The techniques can be applied in art, design, education, therapy – and they are now increasingly being applied in the medical profession. In the US, universities are receiving grants in the tens of millions of dollars to research connections between folding and the science and engineering fields.
These include external fields such as astronomy, but also organic processes such as growing artificial livers. When proteins fold, they have to do so properly, or else there will be disease. Scientists researching protein-folding work a lot with origami, and there is a professor in Montreal who includes origami in his protein-folding course.
But Jackson also feels that there’s something more basic that makes manipulating paper special.
“When you fold, there’s a kind of simple elegance that’s not contrived,” he says. “It’s satisfying and gives you a relationship that’s your own. The most beginning students can make simple folds, beautiful structures, with this logic, even though they might not like math. Anybody of any age, culture or background can see paper art, and it will speak to them. That’s really its power – mathematical, emotional, conceptual – and it’s something you don’t really expect.”
He feels that paper artists are like alchemists.
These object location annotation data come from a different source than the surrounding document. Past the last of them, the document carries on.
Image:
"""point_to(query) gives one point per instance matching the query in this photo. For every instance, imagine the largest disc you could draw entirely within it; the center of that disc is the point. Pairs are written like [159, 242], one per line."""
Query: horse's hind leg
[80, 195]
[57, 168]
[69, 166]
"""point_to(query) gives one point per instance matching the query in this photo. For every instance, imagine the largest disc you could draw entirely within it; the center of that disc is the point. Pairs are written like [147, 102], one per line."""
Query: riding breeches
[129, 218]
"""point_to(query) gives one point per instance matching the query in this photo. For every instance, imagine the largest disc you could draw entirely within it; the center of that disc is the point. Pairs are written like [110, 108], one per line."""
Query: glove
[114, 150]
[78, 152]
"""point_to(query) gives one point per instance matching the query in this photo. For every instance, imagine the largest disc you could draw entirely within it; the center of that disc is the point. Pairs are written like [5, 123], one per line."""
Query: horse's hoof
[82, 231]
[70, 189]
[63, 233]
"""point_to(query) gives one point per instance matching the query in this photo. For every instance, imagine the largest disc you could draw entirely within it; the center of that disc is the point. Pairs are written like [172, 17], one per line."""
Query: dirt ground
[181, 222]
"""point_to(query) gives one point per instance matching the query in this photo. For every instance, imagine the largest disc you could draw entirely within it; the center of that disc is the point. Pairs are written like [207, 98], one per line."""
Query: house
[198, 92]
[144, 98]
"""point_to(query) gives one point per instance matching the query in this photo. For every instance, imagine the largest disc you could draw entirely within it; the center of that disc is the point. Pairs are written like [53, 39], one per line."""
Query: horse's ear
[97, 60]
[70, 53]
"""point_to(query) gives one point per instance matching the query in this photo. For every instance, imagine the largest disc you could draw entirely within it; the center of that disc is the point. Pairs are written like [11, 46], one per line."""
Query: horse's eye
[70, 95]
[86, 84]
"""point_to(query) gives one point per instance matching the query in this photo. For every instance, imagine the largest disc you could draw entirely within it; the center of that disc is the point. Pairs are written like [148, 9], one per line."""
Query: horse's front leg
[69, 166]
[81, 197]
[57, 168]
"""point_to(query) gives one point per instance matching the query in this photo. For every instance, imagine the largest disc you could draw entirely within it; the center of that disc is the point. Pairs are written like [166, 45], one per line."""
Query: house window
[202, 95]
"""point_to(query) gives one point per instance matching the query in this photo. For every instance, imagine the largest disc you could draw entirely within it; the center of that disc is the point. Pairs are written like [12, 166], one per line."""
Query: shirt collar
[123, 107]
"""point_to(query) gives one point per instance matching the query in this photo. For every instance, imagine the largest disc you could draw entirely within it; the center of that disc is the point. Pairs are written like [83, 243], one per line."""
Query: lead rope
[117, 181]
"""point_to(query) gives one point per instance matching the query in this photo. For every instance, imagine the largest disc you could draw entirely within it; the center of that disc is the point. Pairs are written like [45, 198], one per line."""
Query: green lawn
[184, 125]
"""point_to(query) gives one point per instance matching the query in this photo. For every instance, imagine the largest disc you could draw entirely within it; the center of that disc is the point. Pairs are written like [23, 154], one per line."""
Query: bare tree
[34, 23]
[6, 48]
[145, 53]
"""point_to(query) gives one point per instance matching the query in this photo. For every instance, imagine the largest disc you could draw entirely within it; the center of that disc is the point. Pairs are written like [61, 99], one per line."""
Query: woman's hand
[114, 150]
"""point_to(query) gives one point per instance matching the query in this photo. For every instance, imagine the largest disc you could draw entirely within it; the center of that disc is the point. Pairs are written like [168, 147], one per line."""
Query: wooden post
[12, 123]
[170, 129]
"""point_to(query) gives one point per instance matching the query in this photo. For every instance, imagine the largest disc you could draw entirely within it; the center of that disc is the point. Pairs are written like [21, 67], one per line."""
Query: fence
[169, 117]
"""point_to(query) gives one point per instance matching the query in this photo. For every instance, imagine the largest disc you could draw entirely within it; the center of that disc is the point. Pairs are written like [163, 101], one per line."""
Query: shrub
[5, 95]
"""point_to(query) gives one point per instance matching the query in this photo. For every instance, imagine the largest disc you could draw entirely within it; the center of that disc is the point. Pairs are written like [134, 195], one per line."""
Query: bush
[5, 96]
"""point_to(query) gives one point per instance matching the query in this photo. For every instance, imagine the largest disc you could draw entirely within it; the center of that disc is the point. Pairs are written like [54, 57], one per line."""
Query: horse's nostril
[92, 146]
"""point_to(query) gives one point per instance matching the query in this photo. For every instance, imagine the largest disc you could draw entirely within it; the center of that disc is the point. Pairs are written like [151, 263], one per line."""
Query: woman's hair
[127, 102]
Usually paper is a subservient material – people write on it, wrap things with it, use it and touch it all the time – but in paper art, the servant becomes the master. Paper artists, he says, make something beautiful from something almost invisible.
“People are astounded when you make something significant out of this material,” he observes. “This transformation is in the creativity of the artist.
The vision and the technique – which is what art is about.”